On the mining side, the company is a joint venture partner with Rio Tinto on the Diavik diamond mine in Canada’s Northwest Territories. The massive sub-Arctic mine is set to produce some 6.9 million carats this year.

Gannicott said that while there was no real limit on price the company would pay in a takeover or the purchase of a stake, the project would have to provide added value.

“We don’t want to just buy more diamonds at any price,” he said. “We’ve got to find something that’s accretive to what we already own.”

Most diamond juniors operating in Canada have market capitalizations of much less than C$500 million. Gannicott said the company, which has about $110 million in cash on hand, could use a share exchange to help fund a deal.

On Thursday, Harry Winston said it had entered a business relationship a group that is establishing a diamond investment fund.

Under the arrangement, Harry Winston will source polish diamonds, which the fund will pay for, and use those diamonds in its jewelry. The agreement does not affect the mining side of the business.


With no new known mega-projects left in the world, analysts say maximum global diamond extraction rates, or “peak diamond,” have come and gone, with little chance of another massive discovery to replace aging mines.

But Gannicott isn’t so sure.

“It would be kind of arrogant to suggest that there aren’t going to be any new discoveries in the future,” he said.
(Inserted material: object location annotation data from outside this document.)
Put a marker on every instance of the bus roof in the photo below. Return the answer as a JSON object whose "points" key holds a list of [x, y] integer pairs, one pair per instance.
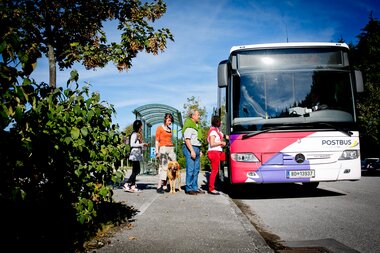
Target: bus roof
{"points": [[288, 45]]}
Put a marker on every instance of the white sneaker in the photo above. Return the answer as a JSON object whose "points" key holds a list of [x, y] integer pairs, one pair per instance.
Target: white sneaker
{"points": [[134, 189], [127, 188]]}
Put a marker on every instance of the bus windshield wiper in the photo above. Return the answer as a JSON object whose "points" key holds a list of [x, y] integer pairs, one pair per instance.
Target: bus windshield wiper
{"points": [[246, 136], [346, 132]]}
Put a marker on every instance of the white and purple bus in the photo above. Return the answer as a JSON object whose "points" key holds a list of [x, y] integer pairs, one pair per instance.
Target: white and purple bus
{"points": [[289, 110]]}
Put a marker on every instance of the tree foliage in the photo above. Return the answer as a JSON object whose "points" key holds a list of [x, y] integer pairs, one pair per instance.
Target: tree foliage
{"points": [[72, 31], [366, 56], [58, 146]]}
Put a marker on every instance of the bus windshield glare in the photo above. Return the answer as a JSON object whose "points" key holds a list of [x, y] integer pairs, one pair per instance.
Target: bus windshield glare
{"points": [[288, 86]]}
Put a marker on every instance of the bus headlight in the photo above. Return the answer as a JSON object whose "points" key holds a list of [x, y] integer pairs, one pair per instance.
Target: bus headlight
{"points": [[349, 155], [244, 157]]}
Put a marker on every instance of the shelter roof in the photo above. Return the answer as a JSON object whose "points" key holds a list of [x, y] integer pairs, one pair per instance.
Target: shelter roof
{"points": [[154, 114]]}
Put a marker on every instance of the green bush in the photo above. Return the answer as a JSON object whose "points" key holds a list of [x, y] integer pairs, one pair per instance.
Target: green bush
{"points": [[57, 163]]}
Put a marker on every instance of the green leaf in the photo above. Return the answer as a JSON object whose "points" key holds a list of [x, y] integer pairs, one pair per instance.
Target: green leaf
{"points": [[75, 133]]}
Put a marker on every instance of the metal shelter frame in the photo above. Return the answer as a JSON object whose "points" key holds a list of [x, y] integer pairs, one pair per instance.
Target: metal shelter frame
{"points": [[152, 114]]}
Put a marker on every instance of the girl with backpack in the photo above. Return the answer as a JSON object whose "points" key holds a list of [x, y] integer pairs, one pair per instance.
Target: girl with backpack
{"points": [[215, 150], [136, 155]]}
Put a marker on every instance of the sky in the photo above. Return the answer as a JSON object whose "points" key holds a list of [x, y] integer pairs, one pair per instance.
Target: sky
{"points": [[204, 32]]}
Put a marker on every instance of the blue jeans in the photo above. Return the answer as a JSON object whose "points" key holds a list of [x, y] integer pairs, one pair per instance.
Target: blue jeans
{"points": [[192, 168]]}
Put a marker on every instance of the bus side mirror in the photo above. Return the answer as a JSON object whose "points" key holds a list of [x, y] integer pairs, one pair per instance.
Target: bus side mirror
{"points": [[222, 74], [359, 81]]}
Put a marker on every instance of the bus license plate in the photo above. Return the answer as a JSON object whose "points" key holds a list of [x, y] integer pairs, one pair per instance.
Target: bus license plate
{"points": [[301, 173]]}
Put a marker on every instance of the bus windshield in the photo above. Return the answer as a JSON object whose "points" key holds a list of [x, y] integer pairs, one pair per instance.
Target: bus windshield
{"points": [[262, 97]]}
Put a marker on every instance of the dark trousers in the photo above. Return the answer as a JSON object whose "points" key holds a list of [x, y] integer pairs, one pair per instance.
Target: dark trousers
{"points": [[135, 172]]}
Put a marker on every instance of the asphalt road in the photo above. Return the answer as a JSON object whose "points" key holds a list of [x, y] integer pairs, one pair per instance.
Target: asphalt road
{"points": [[338, 216]]}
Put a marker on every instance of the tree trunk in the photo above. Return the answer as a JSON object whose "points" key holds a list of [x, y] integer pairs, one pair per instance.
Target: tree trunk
{"points": [[52, 67]]}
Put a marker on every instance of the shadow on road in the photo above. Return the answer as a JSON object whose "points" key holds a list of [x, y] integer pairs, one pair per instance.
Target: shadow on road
{"points": [[277, 191]]}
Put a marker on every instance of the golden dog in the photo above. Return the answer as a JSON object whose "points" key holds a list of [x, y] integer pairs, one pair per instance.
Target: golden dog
{"points": [[174, 174]]}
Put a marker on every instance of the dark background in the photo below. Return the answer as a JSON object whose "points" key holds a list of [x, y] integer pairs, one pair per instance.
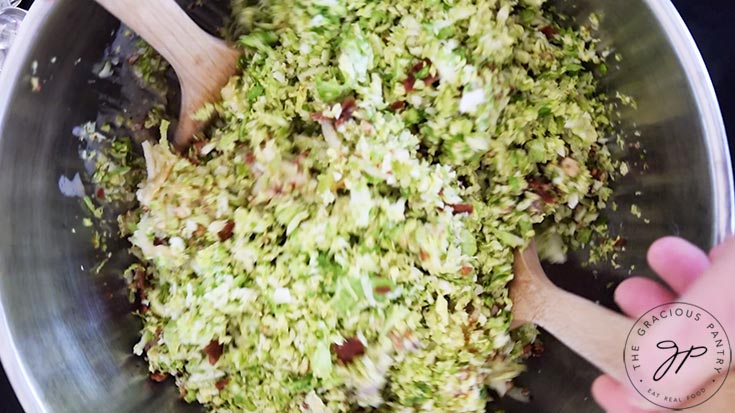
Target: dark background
{"points": [[712, 22]]}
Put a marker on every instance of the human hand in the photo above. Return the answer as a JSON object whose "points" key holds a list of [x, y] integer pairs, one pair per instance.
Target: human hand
{"points": [[692, 277]]}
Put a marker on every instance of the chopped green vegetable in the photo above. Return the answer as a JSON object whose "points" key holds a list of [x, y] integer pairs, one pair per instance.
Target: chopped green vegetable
{"points": [[343, 238]]}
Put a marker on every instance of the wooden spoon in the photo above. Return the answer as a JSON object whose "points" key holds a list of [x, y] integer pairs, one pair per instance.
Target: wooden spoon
{"points": [[203, 63], [591, 330]]}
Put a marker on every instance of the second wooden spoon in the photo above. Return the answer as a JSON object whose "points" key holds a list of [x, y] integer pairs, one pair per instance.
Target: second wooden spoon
{"points": [[203, 63], [591, 330]]}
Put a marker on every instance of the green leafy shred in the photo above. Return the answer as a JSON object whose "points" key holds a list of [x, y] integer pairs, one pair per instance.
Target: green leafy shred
{"points": [[344, 235]]}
Rough diamond prices rose 45 percent in the past year and demand for the sparkling rocks favored by brides-to-be and Hollywood starlets is soaring, said Gannicott, making it essential to find new resources.

“The issue for diamond retailers will actually be getting access in a timely manner for the diamond they need for their business.” he said.

To this note, Harry Winston is restarting its exploration program, focusing on land adjacent to the Diavik project. The company is also looking at greenfield opportunities, but Gannicott does not expect it to be easy.

“Diamonds are extremely difficult things to explore for,” he said. “That’s why they’re expensive.”

Harry Winston shares rose 3.47 percent to C$16.12 on Friday on the Toronto Stock Exchange. Shares of the company are up over 30 percent in the last 12 months.